John K. Samson’s debut full-length album, Provincial, is a winter treat. The release takes the listener down four paths that run through the province of Manitoba, where Samson resides. It features re-recorded songs as well as new material. Provincial leans on the softer side with some hard-hitting jams thrown in to shake things up a bit. The brassy tones in “Highway 1 East” lead the last one into “Heart Of The Continent,” which acts like a tour of the area, but specifically to a fallen place. Bubbly guitars and light drums bring Samson to reminisce about what appears to be a weekly tradition where he grew up in “Cruise Night.”
Provincial‘s more energetic songs are much like those of The Weakerthans, which is a change of pace for the down and nostalgic vibe of the release. “When I Write My Master’s Thesis” takes the journey from the town to Samson’s college experience; his lyrics are so visual that you can play out what’s going on in your mind.
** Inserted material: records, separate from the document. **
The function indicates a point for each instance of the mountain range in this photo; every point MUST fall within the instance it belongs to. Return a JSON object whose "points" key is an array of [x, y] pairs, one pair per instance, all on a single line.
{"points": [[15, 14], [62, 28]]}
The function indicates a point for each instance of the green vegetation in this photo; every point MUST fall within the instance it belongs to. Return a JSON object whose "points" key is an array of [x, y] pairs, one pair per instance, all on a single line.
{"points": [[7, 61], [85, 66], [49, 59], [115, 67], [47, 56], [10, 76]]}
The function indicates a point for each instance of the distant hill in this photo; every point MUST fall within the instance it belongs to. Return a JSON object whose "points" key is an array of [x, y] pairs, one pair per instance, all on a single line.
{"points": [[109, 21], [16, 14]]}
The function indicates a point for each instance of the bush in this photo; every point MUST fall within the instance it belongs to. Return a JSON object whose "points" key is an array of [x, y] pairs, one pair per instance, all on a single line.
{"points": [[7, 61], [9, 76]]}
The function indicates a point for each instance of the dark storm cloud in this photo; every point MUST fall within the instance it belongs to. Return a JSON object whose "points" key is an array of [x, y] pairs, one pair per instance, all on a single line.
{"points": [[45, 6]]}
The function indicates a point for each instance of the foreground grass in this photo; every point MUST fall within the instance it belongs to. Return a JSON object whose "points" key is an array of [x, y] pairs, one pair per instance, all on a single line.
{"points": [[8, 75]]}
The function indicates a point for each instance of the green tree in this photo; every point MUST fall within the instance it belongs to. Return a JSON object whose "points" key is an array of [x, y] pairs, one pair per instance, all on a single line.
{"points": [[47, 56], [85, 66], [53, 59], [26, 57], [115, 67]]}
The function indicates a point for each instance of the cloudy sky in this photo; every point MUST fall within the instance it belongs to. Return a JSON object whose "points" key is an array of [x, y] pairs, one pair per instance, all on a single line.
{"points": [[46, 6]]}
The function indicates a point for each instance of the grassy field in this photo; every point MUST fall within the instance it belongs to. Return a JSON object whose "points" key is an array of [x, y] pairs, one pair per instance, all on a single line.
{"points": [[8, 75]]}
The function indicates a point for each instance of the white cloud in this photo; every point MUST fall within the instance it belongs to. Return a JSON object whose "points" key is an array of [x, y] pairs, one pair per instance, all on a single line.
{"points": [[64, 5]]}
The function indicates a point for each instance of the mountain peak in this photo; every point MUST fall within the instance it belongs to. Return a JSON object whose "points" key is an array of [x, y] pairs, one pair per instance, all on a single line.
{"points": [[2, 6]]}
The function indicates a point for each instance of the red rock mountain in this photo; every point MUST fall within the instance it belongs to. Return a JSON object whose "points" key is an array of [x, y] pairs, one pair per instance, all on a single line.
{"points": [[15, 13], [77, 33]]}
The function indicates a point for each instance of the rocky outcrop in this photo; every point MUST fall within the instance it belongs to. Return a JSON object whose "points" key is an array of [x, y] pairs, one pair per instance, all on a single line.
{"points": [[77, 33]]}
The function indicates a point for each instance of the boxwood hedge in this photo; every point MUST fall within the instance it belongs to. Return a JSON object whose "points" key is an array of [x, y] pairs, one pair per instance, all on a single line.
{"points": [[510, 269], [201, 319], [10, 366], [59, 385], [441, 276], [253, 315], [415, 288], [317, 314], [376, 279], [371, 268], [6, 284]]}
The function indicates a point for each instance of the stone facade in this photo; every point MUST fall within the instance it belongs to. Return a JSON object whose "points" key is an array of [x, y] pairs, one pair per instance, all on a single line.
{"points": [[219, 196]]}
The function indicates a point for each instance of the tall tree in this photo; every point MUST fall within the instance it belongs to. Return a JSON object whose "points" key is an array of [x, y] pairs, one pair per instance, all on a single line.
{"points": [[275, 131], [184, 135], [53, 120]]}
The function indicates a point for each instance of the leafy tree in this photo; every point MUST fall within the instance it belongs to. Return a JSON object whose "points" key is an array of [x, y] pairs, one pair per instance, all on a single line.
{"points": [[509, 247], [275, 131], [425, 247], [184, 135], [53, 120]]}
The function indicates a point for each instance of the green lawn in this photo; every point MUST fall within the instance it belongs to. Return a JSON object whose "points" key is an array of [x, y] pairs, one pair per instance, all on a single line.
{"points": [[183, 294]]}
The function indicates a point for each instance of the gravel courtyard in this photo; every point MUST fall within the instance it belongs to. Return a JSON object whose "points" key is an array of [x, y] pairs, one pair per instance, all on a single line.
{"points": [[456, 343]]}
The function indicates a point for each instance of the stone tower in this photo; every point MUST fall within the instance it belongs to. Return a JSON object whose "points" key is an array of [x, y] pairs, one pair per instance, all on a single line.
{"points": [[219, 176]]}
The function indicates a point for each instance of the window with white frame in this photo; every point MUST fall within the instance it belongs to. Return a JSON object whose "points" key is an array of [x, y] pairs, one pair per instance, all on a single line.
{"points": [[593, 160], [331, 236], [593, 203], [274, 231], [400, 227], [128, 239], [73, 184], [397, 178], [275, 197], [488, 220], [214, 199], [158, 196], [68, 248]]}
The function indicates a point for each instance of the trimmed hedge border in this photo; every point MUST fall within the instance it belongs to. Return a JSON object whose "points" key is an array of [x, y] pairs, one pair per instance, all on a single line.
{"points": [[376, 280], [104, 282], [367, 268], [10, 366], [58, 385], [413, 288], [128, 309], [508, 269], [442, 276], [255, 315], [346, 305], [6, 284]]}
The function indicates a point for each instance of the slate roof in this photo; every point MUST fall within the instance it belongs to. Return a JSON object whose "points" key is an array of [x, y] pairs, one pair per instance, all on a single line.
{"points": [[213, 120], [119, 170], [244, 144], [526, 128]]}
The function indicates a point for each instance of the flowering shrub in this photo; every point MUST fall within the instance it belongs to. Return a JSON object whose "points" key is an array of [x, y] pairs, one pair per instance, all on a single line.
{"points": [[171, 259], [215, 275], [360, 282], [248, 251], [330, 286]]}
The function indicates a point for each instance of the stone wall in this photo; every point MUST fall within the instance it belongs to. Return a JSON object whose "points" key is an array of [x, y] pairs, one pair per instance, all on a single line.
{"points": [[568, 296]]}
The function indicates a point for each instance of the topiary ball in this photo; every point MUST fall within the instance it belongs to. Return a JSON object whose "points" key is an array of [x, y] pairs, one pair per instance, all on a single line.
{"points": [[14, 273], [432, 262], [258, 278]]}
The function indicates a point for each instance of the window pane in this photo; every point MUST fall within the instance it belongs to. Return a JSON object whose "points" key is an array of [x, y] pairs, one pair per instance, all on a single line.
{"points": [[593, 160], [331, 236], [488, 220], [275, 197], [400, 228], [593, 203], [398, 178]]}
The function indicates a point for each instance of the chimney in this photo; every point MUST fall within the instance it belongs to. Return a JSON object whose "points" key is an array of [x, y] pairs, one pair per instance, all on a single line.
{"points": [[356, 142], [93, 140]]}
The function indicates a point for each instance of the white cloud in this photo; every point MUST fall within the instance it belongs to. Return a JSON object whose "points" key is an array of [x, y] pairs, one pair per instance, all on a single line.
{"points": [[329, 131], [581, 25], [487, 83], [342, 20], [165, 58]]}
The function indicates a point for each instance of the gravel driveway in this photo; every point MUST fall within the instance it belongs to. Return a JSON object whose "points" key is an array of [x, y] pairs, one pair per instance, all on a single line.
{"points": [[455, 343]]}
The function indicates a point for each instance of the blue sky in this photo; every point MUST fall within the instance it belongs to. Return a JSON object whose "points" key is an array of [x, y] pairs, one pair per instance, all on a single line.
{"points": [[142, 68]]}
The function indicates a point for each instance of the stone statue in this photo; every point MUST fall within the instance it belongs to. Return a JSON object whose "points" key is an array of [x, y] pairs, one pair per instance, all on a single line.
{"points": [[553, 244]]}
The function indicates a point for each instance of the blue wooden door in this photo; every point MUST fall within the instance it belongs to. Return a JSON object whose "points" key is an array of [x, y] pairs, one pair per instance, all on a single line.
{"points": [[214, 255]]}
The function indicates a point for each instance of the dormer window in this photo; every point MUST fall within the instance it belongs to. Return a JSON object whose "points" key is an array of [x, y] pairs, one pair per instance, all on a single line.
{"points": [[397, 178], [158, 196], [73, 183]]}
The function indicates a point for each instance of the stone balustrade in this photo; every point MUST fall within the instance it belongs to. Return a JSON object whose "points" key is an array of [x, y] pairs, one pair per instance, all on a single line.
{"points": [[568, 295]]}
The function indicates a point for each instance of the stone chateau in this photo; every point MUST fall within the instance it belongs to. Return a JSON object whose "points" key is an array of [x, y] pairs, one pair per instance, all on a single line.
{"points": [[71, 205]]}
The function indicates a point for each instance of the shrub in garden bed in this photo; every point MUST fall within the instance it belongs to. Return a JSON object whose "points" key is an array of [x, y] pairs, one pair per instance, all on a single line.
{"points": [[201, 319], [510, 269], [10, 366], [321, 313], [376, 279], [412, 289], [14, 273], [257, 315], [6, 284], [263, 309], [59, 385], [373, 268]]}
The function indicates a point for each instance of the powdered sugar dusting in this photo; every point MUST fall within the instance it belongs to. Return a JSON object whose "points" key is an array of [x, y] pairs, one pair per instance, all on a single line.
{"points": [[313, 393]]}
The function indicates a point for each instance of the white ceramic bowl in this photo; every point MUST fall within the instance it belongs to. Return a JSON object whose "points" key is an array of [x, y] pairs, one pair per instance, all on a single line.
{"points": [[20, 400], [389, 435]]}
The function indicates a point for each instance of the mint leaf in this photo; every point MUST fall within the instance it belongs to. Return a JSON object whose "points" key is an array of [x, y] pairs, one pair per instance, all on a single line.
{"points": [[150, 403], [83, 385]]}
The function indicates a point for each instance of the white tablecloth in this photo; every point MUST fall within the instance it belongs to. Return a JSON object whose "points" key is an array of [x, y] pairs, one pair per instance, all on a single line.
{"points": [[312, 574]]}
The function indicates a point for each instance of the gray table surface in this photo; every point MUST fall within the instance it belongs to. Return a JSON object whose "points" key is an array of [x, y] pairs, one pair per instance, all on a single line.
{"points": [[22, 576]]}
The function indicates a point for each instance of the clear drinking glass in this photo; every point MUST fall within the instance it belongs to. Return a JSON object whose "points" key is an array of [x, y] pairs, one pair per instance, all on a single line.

Samson’s lyrical style is what makes him stand out among others in the genre. Despite the emotive vocals in “The Last And,” it’s the double bass and piano that truly makes the piece pop. In contrast to its Eastern-sounding cousin, “Highway 1 West” is a warm finish to an overall cold album. “Taps Reversed” finally brings the tour of the town to a close with twinkling keys and peaceful harmonies that are provided with the help of Christine Fellows.
Provincial’s nostalgicfeel is enough to make one look at their own hometown in a different light, and the little things that are easy to miss. John K. Samson hits the nail on the head when it comes to an overall ear-pleasing listen.